NOTHING stopped you asking about reliability or your testing method before hand. And a quick search of the inter webs comes up with the 10% metric which should have indicated rather a lot and you could have based your questions on that - rather than wasting time on a testing method we could have totally told you was not appropriate from the off.

Depends on what you are testing - just trying stuff out is testing - but capacity testing that goes way beyond the FUP without appreciating what is going on is likely to get a pointed reaction, like the above.

Ha, yeah, we’d like there to be comprehensive documentation but sadly it’s all spread out - read all of the TTS/TTN documentation and watch some of the videos on the TTI YouTube channel, particularly https://www.youtube.com/watch?v=ZsVhYiX4_6o

As per forum policy, so many people give us no context at all. But the few that ask simple use case questions gets €1,000’s worth of free advice within hours.

You are in the first category at present even though you were prompted to do so.

kersing · January 26, 2022, 11:33am

All LoRaWAN networks operate using the same frequencies so ditching TTN would allow you to ignore the fair access policy but not the regulatory requirements and laws of physics. So the gateway still won’t listen when transmitting and the airwaves will still permit only a limited amount of traffic. (By decreasing traffic you can increase the number of nodes.)

We might be a bit heavy handed when answering questions. Apologies for that. It is the result of seeing the same questions, assumptions and mistakes popup every few months for over 5 years.

You learn by making mistakes. We all did. However don’t be surprised if your conclusions, design and testing methodology are challenged. In your topic starter you suggest something is wrong at the server side, however we know from experience you might well be experiencing gateway/LoRaWAN limitations caused by your testing methodology. Once you’ve gained more experience and insight (and engaging a consultant would accelerate that process) you can spot those kind of potential bottlenecks yourself.

jeandup · January 26, 2022, 1:49pm

Thank you for your replies again and for the documentation.

I appreciate everybody’s effort to help me understand my problem in my way of using TTN and LoRaWAN. I never wanted to incriminate the server for not working properly and I’m sorry if you felt that way. What I meant is that I am aware that a system not properly set up by the user might not behave as expected.

I get that I need to describe my problem. I was expecting to do it step by step as I don’t know what could cause the problem because of my limited knowledge on this subject. And I am happy and thankful to answer any question related to my problem.

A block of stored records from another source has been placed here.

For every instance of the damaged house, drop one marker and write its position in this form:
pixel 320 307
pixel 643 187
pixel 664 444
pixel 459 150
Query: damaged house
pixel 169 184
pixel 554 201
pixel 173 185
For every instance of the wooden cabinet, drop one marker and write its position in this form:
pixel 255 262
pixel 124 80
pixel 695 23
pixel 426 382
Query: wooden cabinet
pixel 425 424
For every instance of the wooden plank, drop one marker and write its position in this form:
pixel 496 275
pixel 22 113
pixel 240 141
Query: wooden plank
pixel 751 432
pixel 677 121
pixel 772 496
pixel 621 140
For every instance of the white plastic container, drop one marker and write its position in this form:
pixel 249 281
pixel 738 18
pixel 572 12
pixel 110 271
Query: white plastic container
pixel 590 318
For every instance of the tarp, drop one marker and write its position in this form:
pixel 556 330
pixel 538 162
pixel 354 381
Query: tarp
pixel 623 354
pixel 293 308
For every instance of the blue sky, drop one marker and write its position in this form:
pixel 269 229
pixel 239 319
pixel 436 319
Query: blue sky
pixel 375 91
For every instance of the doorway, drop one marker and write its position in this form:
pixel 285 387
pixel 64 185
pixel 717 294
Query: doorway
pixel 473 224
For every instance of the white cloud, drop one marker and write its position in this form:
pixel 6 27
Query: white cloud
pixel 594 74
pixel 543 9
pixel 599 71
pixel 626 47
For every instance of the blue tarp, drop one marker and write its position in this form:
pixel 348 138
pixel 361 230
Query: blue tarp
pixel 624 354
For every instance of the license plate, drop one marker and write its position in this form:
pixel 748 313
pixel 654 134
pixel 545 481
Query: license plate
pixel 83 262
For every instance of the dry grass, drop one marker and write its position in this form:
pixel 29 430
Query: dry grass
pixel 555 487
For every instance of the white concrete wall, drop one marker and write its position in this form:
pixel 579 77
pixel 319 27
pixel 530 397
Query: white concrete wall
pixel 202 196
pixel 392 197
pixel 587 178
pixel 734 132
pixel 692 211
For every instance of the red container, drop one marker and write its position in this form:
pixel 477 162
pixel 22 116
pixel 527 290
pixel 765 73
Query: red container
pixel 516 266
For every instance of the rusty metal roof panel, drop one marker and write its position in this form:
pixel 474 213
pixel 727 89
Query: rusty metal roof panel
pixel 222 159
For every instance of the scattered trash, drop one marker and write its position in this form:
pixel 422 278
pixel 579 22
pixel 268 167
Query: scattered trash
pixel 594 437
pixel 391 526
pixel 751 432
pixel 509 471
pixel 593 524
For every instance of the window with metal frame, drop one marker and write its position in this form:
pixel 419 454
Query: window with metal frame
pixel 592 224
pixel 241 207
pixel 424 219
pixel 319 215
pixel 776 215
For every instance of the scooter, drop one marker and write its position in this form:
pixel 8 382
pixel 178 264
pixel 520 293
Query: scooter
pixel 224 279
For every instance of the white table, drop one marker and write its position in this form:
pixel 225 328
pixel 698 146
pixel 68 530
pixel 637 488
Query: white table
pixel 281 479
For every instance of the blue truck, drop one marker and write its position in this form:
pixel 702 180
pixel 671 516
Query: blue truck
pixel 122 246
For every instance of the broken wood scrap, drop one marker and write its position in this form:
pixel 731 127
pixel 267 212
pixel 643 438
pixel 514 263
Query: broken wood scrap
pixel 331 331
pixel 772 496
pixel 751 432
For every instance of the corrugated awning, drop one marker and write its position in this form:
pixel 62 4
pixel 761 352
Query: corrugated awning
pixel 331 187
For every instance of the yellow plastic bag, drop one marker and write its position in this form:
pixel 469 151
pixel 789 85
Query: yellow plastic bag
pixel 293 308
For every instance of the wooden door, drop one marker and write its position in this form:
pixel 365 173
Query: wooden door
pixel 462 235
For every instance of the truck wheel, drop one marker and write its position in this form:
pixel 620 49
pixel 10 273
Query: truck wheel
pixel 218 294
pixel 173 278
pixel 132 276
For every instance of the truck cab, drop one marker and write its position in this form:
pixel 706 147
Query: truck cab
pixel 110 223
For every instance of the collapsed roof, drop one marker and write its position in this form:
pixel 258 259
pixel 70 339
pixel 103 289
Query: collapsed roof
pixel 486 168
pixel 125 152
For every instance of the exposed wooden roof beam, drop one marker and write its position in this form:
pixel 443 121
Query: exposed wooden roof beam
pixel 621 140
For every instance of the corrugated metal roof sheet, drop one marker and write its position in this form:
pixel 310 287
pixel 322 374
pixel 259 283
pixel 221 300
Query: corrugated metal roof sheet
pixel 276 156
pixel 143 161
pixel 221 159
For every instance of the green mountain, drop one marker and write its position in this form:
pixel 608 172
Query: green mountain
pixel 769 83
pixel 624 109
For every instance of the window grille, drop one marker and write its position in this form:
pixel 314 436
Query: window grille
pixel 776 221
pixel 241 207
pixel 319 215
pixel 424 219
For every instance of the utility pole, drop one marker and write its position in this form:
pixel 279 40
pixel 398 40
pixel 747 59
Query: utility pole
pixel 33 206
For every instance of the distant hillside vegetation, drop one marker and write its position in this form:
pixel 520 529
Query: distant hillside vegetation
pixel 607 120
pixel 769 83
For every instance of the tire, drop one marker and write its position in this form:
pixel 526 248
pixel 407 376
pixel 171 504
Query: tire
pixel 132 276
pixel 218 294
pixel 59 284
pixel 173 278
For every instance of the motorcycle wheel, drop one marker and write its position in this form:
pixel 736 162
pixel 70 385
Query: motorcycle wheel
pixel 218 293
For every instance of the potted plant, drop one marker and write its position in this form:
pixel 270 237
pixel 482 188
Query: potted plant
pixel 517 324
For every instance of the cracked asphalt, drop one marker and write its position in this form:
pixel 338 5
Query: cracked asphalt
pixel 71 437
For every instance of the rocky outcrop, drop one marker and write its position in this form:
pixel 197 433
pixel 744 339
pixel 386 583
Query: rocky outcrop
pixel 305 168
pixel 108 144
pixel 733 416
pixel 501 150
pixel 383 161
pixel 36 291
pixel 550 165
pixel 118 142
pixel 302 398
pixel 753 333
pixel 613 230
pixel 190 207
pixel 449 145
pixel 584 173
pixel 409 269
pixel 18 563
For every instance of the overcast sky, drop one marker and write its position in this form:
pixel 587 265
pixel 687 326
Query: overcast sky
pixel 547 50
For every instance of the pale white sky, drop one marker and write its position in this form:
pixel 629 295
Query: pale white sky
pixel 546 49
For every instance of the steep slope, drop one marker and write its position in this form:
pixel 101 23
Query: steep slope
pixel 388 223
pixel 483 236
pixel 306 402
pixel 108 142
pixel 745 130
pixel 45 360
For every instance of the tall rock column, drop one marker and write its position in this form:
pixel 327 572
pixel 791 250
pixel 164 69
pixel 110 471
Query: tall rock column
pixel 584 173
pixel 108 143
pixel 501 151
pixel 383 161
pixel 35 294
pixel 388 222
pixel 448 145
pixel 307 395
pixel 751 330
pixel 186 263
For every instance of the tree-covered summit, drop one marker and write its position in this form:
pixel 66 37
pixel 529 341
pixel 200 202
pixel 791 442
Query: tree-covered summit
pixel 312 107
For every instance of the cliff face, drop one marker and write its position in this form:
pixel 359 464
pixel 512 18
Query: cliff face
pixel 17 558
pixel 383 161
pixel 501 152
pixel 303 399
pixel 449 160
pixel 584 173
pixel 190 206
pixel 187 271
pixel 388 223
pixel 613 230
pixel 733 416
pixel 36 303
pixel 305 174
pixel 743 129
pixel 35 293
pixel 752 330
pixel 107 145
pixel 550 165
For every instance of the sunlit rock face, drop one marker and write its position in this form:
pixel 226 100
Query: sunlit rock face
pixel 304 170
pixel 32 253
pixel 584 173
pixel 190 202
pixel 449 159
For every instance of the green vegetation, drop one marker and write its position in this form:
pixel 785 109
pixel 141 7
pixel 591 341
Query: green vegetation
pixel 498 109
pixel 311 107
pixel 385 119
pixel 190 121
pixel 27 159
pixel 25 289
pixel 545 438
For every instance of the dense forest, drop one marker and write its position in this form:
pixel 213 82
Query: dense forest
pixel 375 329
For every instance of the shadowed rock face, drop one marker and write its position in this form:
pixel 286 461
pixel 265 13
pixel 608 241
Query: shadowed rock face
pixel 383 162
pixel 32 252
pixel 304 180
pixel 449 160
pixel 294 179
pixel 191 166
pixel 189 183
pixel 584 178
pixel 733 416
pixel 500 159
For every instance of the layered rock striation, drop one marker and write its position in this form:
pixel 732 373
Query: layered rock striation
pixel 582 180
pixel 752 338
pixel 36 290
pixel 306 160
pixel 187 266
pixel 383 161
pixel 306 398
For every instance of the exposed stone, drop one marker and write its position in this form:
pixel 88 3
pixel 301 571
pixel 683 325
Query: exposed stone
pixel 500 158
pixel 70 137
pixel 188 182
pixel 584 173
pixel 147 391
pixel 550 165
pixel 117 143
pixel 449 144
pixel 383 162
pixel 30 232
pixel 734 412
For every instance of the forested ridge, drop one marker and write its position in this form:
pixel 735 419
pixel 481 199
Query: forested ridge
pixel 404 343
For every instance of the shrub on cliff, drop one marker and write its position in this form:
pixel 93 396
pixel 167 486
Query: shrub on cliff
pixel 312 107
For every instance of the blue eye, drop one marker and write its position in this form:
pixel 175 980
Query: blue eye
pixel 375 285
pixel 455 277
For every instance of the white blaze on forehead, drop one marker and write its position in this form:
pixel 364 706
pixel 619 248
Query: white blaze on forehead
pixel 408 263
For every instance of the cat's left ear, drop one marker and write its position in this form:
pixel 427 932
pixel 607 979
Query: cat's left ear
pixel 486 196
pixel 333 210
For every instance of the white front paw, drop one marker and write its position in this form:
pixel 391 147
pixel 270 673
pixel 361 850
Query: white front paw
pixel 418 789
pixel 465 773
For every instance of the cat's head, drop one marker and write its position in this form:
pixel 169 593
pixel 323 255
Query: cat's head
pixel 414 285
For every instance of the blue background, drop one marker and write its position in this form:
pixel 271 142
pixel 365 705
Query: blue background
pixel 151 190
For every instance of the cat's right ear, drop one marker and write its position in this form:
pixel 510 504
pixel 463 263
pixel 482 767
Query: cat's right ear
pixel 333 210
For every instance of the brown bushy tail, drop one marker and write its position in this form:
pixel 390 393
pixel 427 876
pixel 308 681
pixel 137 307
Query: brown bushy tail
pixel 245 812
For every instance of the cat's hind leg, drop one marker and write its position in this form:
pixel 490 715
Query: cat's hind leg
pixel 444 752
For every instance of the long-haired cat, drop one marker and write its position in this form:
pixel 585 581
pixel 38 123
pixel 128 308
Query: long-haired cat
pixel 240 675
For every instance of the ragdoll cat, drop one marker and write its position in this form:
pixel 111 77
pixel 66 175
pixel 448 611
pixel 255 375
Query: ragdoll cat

From what I understand you globally think that my way of communicating with my device(s) overload the gateway itself and even if it keeps listening without problem it’s incapable of transmitting for a while. I’ll try to figure out a way to evaluate that the downtime caused by my pings will not be happening again when I’m not pinging anymore.

descartes · January 26, 2022, 2:12pm

Nope!

The gateway isn’t overloaded, it’s sending a reply, and when that’s finished, it can listen again, it doesn’t need any form of recovery time.

But if all the other devices are chiming in, there will be a race condition where all the bandwidth will be taken up by uplinks and then confirmations.

I don’t understand this but the wording worries me.

Why not just stop doing your tests and tell us your use case?

kersing · January 26, 2022, 2:22pm

LoRaWAN is an uplink mostly (bordering on exclusively) protocol. Looking at the gateway specifications that is easily deducible: 8 parallel reception channels and just one transmission channel that blocks reception when in use.
When using uplinks you need to make sure there is a reasonable chance of a transmission not interfering with another transmission (which means infrequent transmissions to reduce the chance of collisions) and not to trigger downlinks when not absolutely required.
Within the community network you are allowed 10 downlinks (including ACKs and linkcheck responses!) a day. It currently does not enforce this limit, however too many abusers will result in it being enforced and greatly hinder developers requiring a little excess while building and testing firmware.